State law may become irrelevant in light of a rule proposed by the Federal Trade Commission this year, that would prohibit many firms from including noncompetes in their contracts with employees and independent contractors (press release, FTC (Jan. 5, 2023).
There are some limits to the scope of the proposed rule:
- As written, it does not apply to noncompetes that are written into contracts for the sale of a business.
- The FTC generally doesn't regulate nonprofits, unless they are "organized to carry out business for its own profit or that of its members.” Under most states' laws and § 501(c)(3) of the Internal Revenue Code, nonprofits (and tax-exempts) must be organized primarily for public as opposed to private benefit. It is a sketchy distinction in some cases, but it endures.
- There's no private cause of action under § 5 of the FTC Act, so enforcement of the prohibition (if it is adopted as a final rule) will be up to the FTC and DOJ.
I say "if it is adopted" because over 21,000 comments have been filed for and against the proposed rule.

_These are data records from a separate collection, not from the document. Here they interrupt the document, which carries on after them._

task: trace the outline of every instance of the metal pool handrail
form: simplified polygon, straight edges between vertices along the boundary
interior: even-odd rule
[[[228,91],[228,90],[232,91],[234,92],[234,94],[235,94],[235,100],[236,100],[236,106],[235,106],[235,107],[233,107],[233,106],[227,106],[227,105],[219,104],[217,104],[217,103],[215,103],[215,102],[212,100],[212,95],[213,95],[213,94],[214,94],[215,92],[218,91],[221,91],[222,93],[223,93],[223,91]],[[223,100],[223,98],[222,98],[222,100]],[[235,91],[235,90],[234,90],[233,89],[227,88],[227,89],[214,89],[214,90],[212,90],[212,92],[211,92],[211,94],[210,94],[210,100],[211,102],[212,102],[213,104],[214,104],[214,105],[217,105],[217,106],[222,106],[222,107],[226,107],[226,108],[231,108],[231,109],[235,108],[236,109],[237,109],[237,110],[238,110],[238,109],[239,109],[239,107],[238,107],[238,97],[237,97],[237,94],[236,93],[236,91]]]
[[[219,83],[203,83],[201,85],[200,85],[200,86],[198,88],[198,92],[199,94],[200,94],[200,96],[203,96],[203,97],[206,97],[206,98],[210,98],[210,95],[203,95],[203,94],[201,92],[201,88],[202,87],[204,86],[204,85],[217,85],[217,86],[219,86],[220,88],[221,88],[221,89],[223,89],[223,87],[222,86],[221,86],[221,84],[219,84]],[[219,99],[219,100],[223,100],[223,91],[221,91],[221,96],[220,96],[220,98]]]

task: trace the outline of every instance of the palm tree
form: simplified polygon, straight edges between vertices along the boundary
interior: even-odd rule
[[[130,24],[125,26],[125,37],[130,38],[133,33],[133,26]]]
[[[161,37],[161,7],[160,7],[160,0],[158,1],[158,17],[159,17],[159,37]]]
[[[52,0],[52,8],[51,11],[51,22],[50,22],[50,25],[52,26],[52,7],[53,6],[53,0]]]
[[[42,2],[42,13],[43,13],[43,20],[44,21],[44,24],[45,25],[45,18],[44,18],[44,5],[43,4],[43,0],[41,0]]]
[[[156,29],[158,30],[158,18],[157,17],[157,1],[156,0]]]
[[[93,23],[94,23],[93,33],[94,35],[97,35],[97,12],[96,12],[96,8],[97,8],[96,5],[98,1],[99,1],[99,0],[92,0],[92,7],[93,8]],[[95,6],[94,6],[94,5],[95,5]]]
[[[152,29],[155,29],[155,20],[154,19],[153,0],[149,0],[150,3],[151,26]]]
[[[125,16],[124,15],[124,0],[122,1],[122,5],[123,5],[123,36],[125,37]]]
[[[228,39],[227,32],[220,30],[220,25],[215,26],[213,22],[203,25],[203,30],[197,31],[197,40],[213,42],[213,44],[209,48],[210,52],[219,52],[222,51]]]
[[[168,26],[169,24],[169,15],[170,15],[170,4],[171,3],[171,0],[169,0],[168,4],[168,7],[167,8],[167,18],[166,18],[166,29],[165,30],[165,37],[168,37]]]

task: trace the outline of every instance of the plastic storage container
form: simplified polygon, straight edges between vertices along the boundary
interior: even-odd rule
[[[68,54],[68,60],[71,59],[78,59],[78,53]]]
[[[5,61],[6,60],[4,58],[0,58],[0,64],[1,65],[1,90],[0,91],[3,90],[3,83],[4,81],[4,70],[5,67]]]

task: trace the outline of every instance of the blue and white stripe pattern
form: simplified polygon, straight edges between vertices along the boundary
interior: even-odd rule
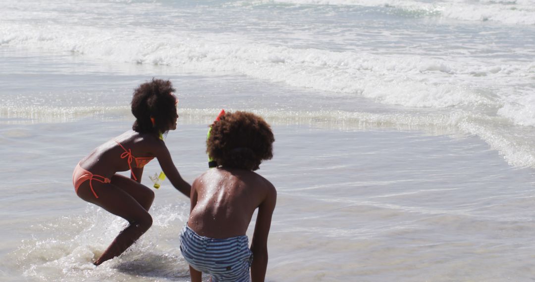
[[[192,267],[210,274],[213,282],[250,281],[253,252],[247,236],[205,237],[197,234],[186,223],[180,233],[180,250]]]

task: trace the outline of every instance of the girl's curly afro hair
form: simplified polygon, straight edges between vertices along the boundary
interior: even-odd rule
[[[136,120],[132,129],[140,133],[165,132],[177,117],[175,91],[169,80],[152,79],[134,90],[132,114]],[[154,118],[154,124],[150,120]]]
[[[226,113],[211,127],[206,151],[219,166],[256,170],[263,160],[273,157],[273,132],[257,115]]]

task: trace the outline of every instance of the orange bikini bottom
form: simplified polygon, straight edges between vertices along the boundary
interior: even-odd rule
[[[78,187],[80,187],[80,185],[88,180],[89,181],[89,187],[91,187],[91,192],[93,192],[93,195],[95,195],[95,198],[98,198],[98,196],[97,195],[97,193],[93,190],[93,185],[91,182],[94,180],[102,183],[109,183],[111,182],[111,180],[108,177],[93,174],[82,168],[82,167],[80,166],[80,163],[79,162],[74,168],[74,171],[72,173],[72,185],[74,186],[74,191],[78,193]]]

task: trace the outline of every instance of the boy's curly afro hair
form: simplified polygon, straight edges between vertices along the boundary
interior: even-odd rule
[[[226,113],[214,122],[207,153],[224,167],[256,170],[273,157],[275,141],[269,124],[251,113]]]
[[[165,132],[177,117],[175,91],[169,80],[152,79],[134,90],[132,114],[136,121],[132,129],[140,133]],[[150,120],[154,118],[154,125]]]

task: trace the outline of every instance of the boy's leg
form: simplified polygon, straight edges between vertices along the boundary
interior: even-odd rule
[[[189,265],[189,277],[192,278],[192,282],[201,282],[202,272]],[[211,278],[210,278],[210,281],[211,281]]]

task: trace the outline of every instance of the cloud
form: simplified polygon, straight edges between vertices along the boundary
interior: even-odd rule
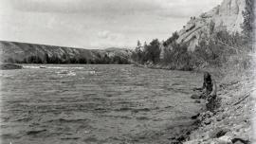
[[[221,0],[4,0],[13,9],[33,12],[87,13],[96,16],[157,14],[189,17]],[[198,9],[201,8],[201,9]]]
[[[165,40],[221,0],[0,0],[0,39],[99,48]]]

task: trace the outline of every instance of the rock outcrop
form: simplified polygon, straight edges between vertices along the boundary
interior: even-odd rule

Former FTC Commissioner Christine Wilson dissented from the Notice of Proposed Rulemaking, noting that the proposed rule would prohibit conduct that is permitted in 47 states. If the rule is adopted, expect (1) lots of work for lawyers revising work contracts and (2) a court challenge. It's likely that any case would wind up in the Supreme Court. And if that happens, expect a tug of war among the justices over the recently discovered "major questions doctrine."